M one is gonna contribute m one times its distance from the axis squared would be a, so we do a squared, and let's say b is just the length of this string, so b just represents that length, and similarly c represents that length, and we're gonna assume the radii of these masses are small. I had to draw 'em big so we could see 'em, but it's easiest if you consider them to be small, 'cause then we don't have to take into account their actual radius. So we'd add to this, that's this m one a squared is just the contribution to the moment of inertia that's being contributed by just m one, so we have to figure out the contributions from each of these other masses, so we'll have m two times its distance from the axis.

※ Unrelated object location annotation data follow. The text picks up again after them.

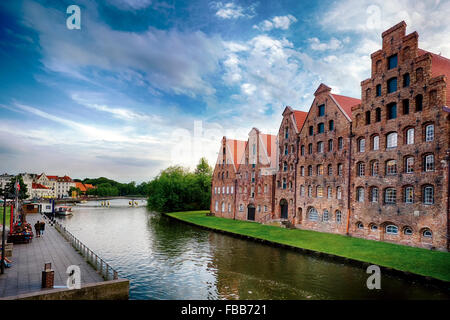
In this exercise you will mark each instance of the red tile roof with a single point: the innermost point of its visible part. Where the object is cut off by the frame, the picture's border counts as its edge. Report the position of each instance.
(38, 186)
(439, 66)
(300, 117)
(80, 186)
(346, 103)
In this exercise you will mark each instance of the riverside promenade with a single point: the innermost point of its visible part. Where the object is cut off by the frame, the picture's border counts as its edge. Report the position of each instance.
(28, 263)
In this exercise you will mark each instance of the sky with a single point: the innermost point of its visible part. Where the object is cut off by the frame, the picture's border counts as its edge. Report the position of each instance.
(144, 84)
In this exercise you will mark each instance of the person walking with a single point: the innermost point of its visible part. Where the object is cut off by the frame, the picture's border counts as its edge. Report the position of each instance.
(37, 227)
(42, 228)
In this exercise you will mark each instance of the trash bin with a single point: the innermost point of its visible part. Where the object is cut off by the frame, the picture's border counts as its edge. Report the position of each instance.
(48, 276)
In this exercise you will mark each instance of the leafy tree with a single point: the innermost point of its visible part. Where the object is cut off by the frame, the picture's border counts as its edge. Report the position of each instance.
(177, 189)
(11, 188)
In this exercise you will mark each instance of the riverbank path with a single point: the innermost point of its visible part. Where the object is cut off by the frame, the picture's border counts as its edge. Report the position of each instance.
(28, 261)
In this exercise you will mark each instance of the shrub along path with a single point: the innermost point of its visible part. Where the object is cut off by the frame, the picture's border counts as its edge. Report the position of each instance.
(424, 262)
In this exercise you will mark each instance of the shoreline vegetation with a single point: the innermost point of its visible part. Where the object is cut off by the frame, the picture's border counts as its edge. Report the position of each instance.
(409, 260)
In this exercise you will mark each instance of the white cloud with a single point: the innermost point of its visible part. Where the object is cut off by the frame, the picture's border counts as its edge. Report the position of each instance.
(169, 61)
(231, 10)
(333, 44)
(278, 22)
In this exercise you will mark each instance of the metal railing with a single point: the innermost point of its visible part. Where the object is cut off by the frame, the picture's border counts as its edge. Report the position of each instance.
(100, 265)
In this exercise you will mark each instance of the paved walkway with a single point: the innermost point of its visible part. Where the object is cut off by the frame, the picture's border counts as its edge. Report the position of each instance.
(28, 262)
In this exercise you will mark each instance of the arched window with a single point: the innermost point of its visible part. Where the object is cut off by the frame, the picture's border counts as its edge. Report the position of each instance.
(374, 194)
(361, 167)
(374, 168)
(340, 143)
(321, 127)
(338, 216)
(325, 215)
(391, 229)
(391, 140)
(312, 214)
(392, 85)
(419, 103)
(330, 170)
(419, 74)
(320, 147)
(428, 162)
(340, 169)
(429, 132)
(361, 145)
(409, 194)
(377, 114)
(390, 196)
(319, 191)
(428, 194)
(391, 167)
(339, 193)
(427, 233)
(360, 194)
(391, 109)
(409, 164)
(376, 142)
(410, 136)
(407, 231)
(320, 170)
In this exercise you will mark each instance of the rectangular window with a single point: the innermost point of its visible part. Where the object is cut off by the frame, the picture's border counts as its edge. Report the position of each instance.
(392, 111)
(392, 85)
(409, 195)
(378, 90)
(409, 165)
(321, 110)
(392, 62)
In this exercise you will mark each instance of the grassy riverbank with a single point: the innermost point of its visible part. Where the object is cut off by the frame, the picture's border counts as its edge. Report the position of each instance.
(434, 264)
(7, 215)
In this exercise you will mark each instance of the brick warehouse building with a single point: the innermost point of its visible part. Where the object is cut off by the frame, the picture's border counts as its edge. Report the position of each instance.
(376, 168)
(255, 178)
(323, 163)
(286, 176)
(400, 164)
(223, 198)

It isn't gonna be b, it's gonna be all the way, so that's gonna be a plus b squared, and then if you wanted to find the contribution from m three so that you'd get the total, you'd have m three times, well, it'd be a plus b plus c squared, this would be the total moment of inertia for the entire system, which says it's gonna be more difficult, right? The more mass you add into the system, the more sluggish it is to acceleration, the more difficult it is to rotate.

More on moment of inertia

So how could we make this three mass system easier to rotate? Let's say you were tired of requiring so much torque to move this thing, you wanna make it easier to rotate. One thing you can always do is just take your masses and move them toward the axis, i. If you do that notice all of these rs are gonna get smaller, if you reduce the r you're gonna get less moment of inertia, and that object's gonna be easier to rotate, easier to angularly accelerate, you can whip this thing around easier if the mass is more toward the axis.

So this makes sense, think about a baseball bat. If you had a baseball bat, so if you got this baseball bat, this is not the best drawing of a baseball bat, but you've got a baseball bat. If you swing it from this end where this is the axis, it's hard to rotate, right? You've got all this heavy mass over here at the end, but if you swing it instead where this is the axis, if you just turn it around and swing it from this end, where this is the axis, now you've made it so most of the mass is near the axis, and if you do that, the radius of that mass is gonna be smaller, and if the radius is smaller it's gonna contribute less to the moment of inertia, less to the rotational inertia, it's gonna be easier to swing.

So you can swing a baseball bat really easy if you hold it by the fat end, compared to the actual end you're supposed to hold, you can swing this faster. It's probably not a good idea, you've probably not gonna hit the ball very far, but you'll be able to swing it much faster 'cause that moment of inertia's gonna be smaller.

And then the other thing we could do, we could always just reduce the masses. If you can make the mass less you reduce the moment of inertia, and if you can move those masses toward the axis, you reduce the r, you reduce the moment of inertia or the rotational inertia. But what if you don't have point masses at all?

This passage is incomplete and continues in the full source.